Reports of Intel developing an `IT security game-changer’ that will reportedly stop zero-day security attacks should be tempered with the reality that many company PCs in use today will still be in active use in five years’ time.

Whilst Intel has been something of a chip pioneer ever since the earliest days of PCs, the reality is that a new chipset – no matter what its features – will still have to replace the hundreds of millions of legacy computers in active use around the world.

Most companies work on a two or three-year cycle for their computers, so even if Intel unveiled a zero-day killer chip architecture this summer, it probably won’t reach PC store shelves until much later in the year.

That means you are probably looking at a 2014/2015 timeframe before most corporates upgrade their PCs to the new architecture, and around the latter part of the decade before most companies have moved on up.
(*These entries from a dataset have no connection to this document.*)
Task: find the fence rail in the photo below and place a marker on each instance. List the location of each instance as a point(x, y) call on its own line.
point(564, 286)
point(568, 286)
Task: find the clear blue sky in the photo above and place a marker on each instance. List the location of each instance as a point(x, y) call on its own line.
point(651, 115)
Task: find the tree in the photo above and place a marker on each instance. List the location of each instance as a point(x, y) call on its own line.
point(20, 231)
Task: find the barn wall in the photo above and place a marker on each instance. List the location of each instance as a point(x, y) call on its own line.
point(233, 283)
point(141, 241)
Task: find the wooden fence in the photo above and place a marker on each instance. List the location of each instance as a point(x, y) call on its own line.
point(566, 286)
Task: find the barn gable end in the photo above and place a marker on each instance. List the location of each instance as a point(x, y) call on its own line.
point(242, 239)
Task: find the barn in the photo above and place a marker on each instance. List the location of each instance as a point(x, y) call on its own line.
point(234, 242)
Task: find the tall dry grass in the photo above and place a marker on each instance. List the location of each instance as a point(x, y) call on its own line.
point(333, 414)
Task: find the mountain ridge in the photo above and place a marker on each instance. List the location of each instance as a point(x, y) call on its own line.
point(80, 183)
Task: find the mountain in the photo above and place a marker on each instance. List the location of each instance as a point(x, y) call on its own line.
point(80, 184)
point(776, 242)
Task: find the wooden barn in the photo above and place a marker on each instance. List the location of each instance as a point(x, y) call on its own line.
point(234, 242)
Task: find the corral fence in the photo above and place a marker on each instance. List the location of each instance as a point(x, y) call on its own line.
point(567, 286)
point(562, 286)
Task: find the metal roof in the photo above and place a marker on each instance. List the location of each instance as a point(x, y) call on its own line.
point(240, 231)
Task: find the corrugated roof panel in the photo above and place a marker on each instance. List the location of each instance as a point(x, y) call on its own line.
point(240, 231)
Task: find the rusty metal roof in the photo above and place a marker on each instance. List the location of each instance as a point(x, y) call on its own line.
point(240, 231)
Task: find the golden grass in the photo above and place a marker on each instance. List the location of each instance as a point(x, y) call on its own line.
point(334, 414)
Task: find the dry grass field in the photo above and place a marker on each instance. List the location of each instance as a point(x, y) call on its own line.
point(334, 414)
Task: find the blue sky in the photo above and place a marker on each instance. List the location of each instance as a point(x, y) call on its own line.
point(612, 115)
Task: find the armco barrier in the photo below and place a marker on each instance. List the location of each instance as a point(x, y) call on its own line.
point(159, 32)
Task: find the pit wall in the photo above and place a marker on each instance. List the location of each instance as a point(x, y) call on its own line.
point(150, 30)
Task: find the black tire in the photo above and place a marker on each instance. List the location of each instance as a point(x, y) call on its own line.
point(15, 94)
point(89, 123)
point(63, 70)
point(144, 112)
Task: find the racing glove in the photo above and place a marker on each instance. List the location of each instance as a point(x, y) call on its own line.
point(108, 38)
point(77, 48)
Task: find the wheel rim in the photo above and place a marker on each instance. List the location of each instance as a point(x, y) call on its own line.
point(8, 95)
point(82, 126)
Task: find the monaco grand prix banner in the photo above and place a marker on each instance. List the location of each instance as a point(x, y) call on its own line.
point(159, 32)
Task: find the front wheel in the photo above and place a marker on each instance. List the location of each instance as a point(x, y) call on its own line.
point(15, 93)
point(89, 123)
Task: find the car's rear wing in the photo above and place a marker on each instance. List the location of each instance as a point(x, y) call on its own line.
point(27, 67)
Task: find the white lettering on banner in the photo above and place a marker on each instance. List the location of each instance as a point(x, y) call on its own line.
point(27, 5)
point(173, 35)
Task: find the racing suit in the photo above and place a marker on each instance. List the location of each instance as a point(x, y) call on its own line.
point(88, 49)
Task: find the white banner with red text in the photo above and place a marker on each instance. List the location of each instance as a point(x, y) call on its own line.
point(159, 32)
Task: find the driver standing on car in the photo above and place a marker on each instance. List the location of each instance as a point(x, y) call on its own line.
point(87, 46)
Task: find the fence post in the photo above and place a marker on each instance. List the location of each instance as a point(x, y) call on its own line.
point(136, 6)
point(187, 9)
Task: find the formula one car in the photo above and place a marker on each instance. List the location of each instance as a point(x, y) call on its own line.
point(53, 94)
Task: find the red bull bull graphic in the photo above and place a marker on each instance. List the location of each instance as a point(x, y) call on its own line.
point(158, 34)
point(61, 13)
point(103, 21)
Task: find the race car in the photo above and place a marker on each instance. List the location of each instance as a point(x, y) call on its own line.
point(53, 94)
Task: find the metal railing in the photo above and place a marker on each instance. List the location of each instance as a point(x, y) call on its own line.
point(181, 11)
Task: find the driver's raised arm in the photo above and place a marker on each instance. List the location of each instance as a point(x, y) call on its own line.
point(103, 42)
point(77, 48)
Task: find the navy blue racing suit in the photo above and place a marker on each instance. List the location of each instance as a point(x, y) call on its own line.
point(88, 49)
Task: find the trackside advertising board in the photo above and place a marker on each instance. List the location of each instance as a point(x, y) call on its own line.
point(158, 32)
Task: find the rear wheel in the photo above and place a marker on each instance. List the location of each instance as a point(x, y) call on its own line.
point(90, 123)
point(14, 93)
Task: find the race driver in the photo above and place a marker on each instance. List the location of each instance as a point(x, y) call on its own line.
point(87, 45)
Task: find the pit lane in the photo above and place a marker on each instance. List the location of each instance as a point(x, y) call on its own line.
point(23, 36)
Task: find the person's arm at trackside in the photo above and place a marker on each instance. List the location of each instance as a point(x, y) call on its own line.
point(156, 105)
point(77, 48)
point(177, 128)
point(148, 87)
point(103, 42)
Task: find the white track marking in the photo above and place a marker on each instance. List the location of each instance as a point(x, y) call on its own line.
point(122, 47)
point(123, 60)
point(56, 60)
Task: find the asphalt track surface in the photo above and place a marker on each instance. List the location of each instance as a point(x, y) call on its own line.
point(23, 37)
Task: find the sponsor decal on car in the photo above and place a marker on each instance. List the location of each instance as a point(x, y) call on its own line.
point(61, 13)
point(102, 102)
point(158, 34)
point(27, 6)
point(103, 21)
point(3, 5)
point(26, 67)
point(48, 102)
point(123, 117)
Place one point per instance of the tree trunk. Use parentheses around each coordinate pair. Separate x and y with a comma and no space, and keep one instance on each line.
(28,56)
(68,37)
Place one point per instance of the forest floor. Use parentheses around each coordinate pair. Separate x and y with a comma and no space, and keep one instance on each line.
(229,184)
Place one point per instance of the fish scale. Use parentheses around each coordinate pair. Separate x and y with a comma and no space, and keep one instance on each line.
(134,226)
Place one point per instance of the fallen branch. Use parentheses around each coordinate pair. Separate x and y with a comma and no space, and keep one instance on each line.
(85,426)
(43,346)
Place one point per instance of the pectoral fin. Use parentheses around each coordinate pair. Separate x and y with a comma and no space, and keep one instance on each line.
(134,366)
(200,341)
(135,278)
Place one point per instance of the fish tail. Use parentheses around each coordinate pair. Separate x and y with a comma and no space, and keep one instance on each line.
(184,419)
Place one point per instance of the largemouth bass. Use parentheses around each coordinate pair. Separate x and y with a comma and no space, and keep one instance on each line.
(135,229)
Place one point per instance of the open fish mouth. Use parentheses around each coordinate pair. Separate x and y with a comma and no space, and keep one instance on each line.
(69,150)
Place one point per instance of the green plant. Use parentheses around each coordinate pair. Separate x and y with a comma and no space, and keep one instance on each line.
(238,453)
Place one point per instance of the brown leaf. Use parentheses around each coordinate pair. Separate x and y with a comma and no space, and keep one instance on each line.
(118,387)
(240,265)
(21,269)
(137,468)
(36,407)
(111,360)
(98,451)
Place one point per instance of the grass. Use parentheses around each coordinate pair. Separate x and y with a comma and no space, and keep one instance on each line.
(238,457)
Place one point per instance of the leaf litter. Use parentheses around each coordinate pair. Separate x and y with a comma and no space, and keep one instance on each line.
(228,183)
Citing the example of quad-core processor-based PCs still very much in the minority, largely owing to the cost of deploying such machines in the corporate world, it could be even longer than this before a generation of Intel-based zero-day protected PCs begin to reach a majority in the workplace.

You only have to look at the success that the Dell Optiplex series has had in the workplace since their widespread introduction in the mid-2000. Many call centres still use these machines owing to their modularity and ease of deployment.

Intel’s AntiTheft (AT) technology is a classic case in point, as, although the chip technology has been discussed for some time, its implementation is still quite scarce in the computer world.

It is excellent to hear that Intel is developing next-generation chip architectures that support security features on an on-chip basis, but the reality is that there are many hundreds of millions of legacy PCs in day-to-day usage in companies around the world.

There will also be large numbers of PC sold this year with quite mundane non-AT specifications. Even with the most attractive security technology ever seen, companies are not going to flock to buy new computers – they’re going to amortise their existing systems.

And with an amortisation cycle for a typical company PC being measured in years, I think that any talk of Intel developing a game-changer in the computer security business is a little premature.